An independent sample t-test does NOT require that the dependent variable
is normally distributed (in the population, by the way). Instead, it is assumed
that each group is sampled from a normally distributed population. And even
this can be ignored if total sample size is large enough. n > 50 should be more than
necessary (see central limit theorem).

With kind regards

Karabiner
 
#5
each group is sampled from a normally distributed population
I'm not sure this applies to my data because it is one group of students. It's just that some of them said YES to having participated in certain activities and others said NO. So, the two groups that emerge (YES students and NO students) don't represent any specific population... Also, for some activities, I've had, for example, 3 participants having said YES to an activity and the remainder 48 having said NO. Would either an independent sample t-test or a Mann Whitney U test still be the correct choice to measure the association between participation to an activity and non-normally distributed dependent variable?

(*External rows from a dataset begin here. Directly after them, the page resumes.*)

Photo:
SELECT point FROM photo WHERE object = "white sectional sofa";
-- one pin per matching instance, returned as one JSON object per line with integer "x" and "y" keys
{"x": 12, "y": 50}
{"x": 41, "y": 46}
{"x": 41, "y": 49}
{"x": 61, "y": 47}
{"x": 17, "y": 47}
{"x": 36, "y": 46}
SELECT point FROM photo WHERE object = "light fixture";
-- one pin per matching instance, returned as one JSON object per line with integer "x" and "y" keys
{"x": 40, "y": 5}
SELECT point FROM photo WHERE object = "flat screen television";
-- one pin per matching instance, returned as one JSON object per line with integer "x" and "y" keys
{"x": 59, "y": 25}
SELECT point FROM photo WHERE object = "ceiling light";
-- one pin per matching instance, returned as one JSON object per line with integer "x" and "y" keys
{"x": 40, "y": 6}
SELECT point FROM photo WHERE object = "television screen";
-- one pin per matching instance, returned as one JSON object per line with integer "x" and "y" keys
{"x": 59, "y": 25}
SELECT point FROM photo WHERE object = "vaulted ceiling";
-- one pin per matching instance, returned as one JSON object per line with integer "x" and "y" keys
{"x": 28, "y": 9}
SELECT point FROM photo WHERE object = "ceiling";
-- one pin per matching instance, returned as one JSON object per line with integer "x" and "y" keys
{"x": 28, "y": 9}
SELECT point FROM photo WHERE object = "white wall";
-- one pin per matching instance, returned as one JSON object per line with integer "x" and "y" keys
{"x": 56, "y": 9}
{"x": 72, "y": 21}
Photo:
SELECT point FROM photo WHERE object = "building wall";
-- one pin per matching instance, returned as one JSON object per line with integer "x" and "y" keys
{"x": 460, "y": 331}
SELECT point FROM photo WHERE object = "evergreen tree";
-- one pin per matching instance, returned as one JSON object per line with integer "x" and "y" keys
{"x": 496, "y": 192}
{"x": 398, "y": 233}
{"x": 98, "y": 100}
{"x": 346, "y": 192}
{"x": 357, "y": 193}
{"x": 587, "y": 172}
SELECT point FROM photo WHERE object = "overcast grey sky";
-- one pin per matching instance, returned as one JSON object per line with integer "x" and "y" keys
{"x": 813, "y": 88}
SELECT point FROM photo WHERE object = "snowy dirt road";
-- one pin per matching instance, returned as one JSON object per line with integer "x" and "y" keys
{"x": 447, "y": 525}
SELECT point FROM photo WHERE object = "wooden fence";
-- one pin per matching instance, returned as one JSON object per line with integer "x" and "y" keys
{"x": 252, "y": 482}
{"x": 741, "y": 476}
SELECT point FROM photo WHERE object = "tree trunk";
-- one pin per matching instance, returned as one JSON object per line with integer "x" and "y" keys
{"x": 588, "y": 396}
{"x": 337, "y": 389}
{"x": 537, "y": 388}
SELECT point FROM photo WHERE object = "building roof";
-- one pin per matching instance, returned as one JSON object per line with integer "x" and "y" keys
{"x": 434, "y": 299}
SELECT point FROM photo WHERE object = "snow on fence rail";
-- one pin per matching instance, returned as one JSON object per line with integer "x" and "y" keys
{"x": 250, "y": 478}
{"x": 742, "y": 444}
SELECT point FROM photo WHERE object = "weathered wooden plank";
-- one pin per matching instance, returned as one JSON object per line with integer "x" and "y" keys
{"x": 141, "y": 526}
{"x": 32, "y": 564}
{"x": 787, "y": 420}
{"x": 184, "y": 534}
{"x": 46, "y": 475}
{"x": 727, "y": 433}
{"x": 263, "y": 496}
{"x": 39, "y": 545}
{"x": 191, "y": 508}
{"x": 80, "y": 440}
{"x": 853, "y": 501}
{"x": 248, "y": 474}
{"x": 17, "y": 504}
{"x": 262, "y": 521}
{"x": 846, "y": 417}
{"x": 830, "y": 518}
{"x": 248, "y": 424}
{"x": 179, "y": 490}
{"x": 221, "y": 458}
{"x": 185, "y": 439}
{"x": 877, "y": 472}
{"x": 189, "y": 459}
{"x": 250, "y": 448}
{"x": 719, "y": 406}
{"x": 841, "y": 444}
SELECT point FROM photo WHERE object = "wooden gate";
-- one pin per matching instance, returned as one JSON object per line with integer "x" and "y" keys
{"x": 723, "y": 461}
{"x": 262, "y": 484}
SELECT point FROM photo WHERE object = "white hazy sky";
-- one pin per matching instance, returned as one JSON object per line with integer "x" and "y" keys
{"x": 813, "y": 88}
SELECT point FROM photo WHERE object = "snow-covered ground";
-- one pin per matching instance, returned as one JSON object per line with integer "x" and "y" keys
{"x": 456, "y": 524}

Thank you very much for your help.
 

Karabiner

TS Contributor
#6
(YES students and NO students) don't represent any specific population...
They are a sample from a population anyway.
3 participants having said YES to an activity and the remainder 48 having said NO. Would either an independent sample t-test or a Mann Whitney U test still be the correct choice to measure the association between participation to an activity and non-normally distributed dependent variable?
n(total)=51 would make a t-test possible. If groups have unequal size, then it is important to correct for unequal variances (Welch-correction of the t-test; it is implemented in most software packages, I suppose, and often carried out automatically). Personally, I would perhaps not much be interested in a statistical inference where one of 2 groups just comprises of only 3 subjects.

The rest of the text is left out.